Most boarding school sites were on active or decommissioned military sites. From the onset, the schools were “designed to separate a child from his reservation and family, strip him of his tribal lore and mores, force the complete abandonment of his Native language, and prepare him for never again returning to his people,” according to the Interior report.
By 1904, the federal government understood the significance of separating families, writing in official documents that, “The love of home and the warm reciprocal affection existing between parents and children are among the strongest characteristics of the Indian nature.”
In 1928 the Meriam Report looked at the condition of Native Americans in the U.S. and found that the “main disruption to the Indian family and tribal relations had come from the Federal Indian boarding school system.”
The 1928 report also concluded that boarding schools were acting as de facto children labor camps citing a disproportionate amount of time students were spending doing vocational or labor-intensive work instead of actual schoolwork like math or reading. Even the youngest of students were forced into manual labor such as lumbering, railroad, carpentering, irrigation, well-digging and construction.
The Interior Department investigation shared the itinerary of a typical school day in 1917 for a first grade student at a boarding school. It shows a required 110 minutes learning English, then 20 minutes of drawing, 10 minutes of breathing exercises that is followed by 240 minutes of “industrial work.”
An example at the Mescalero Boarding School in New Mexico shows that in 1903 Mescalero Apache “boys sawed over 70,000 feet of lumber and 40,000 shingles and made upward of 120,000 bricks.”
The federal government also circumvented rules regarding separation of church and state by paying schools run by churches to take in Native American students.
A 1908 Supreme Court ruling, Quick Bear v. Leupp, allowed the federal government to use money held in Indian treaties and trust accounts to fund children “induced or compelled to attend Indian boarding schools that were operated by religious institutions or organizations.”

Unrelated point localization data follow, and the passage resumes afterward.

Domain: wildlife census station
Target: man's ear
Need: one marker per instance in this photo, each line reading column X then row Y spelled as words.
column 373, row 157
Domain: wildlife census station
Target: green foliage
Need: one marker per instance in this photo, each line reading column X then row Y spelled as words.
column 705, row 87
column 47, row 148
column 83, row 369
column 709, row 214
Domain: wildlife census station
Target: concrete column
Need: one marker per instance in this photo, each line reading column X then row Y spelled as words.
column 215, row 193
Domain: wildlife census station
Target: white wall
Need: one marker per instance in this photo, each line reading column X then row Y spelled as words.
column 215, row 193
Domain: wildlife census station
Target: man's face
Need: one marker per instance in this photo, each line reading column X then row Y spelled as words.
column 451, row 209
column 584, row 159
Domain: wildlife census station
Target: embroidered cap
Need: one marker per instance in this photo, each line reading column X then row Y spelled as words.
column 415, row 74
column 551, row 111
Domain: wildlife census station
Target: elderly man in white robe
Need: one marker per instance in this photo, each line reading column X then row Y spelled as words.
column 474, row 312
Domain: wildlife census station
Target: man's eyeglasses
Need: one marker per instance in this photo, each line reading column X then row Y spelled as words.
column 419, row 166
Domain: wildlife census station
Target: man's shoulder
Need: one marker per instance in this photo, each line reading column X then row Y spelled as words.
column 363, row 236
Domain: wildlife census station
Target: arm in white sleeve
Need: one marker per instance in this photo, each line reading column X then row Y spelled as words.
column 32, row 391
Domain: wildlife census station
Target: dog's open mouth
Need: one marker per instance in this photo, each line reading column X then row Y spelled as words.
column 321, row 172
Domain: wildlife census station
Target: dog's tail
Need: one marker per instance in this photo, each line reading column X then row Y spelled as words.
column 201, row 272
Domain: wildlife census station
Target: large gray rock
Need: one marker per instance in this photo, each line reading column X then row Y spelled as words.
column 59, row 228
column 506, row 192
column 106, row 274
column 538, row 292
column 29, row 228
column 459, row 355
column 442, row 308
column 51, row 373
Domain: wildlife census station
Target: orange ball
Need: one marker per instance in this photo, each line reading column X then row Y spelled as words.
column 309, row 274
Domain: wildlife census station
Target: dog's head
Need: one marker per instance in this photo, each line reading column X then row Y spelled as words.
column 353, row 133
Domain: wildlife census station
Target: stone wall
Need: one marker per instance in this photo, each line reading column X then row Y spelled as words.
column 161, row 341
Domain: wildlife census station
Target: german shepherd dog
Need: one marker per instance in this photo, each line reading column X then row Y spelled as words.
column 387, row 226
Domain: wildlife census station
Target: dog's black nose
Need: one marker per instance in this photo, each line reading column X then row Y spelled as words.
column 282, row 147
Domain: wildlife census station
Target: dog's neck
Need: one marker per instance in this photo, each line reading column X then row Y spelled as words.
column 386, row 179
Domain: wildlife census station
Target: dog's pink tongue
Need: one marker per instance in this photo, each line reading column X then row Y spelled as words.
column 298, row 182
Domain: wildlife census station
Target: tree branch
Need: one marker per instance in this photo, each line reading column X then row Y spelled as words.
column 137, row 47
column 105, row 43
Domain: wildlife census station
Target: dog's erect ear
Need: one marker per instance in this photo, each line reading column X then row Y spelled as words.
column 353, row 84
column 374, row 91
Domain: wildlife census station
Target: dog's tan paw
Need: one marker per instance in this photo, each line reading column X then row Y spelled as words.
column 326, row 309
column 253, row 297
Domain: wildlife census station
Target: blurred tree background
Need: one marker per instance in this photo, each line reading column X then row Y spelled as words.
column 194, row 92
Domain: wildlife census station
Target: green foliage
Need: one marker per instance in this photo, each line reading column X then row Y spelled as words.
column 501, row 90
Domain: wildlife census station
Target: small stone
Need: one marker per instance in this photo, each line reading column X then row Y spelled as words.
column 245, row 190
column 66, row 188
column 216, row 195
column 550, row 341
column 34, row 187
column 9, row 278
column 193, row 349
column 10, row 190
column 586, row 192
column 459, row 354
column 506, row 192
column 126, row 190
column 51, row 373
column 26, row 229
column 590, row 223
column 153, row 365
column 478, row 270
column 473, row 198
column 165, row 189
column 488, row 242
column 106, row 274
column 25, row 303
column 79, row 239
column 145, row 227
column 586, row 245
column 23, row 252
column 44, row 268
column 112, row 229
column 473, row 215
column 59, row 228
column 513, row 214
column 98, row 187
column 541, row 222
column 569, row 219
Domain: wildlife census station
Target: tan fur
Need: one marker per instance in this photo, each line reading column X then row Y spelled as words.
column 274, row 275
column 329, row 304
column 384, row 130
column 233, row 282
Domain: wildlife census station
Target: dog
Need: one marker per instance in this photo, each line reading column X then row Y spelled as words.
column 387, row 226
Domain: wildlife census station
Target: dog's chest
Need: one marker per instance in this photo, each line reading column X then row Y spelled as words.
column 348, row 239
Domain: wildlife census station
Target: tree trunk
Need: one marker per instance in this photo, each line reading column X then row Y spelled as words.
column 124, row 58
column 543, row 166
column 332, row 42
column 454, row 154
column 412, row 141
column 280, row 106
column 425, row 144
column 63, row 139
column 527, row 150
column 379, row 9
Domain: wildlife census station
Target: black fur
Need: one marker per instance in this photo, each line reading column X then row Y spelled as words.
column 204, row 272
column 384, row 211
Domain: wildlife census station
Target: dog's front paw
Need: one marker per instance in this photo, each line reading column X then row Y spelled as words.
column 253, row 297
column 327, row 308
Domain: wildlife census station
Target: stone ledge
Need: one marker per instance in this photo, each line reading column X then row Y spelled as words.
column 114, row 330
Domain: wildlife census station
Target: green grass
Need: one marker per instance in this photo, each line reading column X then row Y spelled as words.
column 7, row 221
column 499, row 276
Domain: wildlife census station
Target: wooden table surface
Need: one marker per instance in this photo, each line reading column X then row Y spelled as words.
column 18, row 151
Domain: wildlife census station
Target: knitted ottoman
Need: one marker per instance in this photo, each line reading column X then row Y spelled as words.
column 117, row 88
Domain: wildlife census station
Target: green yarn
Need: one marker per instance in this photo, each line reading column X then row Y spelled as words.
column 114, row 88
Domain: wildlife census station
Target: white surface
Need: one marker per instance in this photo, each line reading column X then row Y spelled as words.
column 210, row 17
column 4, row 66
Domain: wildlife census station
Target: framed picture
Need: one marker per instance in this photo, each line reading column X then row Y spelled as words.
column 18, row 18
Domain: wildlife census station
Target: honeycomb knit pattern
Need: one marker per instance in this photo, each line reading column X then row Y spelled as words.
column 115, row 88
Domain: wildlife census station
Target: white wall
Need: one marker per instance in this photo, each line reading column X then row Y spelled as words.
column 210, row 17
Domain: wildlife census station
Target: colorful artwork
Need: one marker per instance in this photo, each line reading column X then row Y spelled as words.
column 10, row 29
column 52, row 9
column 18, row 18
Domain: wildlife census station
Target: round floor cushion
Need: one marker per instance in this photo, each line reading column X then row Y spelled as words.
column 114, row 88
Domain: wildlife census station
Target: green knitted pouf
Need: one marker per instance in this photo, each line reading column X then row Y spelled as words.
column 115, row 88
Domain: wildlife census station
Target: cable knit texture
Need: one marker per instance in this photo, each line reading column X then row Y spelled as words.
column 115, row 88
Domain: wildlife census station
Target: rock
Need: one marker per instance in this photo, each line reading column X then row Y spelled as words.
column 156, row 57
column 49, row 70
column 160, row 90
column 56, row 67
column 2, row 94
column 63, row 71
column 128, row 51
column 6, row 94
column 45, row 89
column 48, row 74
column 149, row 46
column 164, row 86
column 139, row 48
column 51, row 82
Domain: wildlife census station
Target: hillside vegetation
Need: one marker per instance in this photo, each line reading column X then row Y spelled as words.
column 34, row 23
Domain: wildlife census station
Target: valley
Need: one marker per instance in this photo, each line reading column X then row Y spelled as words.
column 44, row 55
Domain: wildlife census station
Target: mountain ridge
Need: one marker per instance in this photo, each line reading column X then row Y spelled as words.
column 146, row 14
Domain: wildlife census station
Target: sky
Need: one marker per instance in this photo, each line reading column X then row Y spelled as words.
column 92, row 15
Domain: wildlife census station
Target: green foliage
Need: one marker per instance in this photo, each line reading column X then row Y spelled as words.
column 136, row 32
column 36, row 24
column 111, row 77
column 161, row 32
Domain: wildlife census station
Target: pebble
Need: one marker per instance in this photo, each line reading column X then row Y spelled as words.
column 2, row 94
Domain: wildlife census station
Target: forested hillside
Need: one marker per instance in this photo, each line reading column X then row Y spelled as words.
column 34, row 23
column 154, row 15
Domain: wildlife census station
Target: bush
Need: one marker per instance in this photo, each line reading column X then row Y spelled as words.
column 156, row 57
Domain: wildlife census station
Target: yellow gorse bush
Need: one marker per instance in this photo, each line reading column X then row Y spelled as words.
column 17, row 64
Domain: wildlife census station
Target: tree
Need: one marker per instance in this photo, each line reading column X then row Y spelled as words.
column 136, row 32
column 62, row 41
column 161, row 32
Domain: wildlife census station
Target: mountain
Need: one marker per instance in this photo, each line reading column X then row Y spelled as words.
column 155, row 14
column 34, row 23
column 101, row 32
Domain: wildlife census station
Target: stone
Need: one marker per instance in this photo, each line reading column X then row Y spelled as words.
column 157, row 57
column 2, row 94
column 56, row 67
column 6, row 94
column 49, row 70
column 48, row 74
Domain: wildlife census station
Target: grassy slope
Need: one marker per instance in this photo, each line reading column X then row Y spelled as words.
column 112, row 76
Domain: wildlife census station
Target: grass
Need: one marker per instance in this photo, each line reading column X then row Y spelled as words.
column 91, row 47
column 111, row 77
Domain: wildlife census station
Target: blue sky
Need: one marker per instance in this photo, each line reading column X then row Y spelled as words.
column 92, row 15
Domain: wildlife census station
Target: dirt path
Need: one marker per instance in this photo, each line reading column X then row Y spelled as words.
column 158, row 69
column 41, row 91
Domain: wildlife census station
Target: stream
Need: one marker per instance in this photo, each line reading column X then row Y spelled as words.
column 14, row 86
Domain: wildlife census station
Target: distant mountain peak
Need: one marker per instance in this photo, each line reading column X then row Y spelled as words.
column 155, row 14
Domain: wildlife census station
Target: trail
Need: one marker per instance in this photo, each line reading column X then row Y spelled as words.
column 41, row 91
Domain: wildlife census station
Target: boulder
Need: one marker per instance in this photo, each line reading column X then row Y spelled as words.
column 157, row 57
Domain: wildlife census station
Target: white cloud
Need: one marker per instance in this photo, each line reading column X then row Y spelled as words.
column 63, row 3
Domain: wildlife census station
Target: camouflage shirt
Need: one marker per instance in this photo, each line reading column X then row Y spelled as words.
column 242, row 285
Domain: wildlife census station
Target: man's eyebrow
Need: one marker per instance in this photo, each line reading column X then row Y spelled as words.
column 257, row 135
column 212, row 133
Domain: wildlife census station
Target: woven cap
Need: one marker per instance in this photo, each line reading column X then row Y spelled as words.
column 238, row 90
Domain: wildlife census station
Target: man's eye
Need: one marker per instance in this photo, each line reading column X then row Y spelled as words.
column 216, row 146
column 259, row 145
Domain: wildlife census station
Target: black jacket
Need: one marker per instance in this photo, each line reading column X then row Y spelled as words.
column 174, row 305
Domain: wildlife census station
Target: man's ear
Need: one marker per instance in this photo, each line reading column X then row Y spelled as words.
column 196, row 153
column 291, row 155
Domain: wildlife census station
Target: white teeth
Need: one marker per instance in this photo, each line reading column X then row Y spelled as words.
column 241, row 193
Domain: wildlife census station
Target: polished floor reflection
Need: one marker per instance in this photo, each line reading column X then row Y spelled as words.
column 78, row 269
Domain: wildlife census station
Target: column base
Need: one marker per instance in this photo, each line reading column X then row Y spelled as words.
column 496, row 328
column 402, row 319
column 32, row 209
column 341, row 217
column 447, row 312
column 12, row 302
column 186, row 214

The court said paying churches did not violate the Indian Appropriation Acts and “to forbid such expenditures would violate the free exercise clause of the First Amendment.”

The generational impact of boarding schools will be the next development in the historic investigation.
Research about boarding school survivors shows higher rates of chronic health problems that could be passed down to children. “The increased trauma that men faced in the Indian boarding school system may have produced increased stress, which then may affect the biological systems of the body,” according to the report. “These stressors may then introduce epigenetic alterations that are then transferred to their children, also known as epigenetic inheritance.”
“Children of the first attendees of [federal Indian] boarding schools went on to attend, as did their grandchildren, and great-grandchildren, leading to an intergenerational pattern of cultural and familial disruption under direct and indirect support by the United States and non-federal entities.”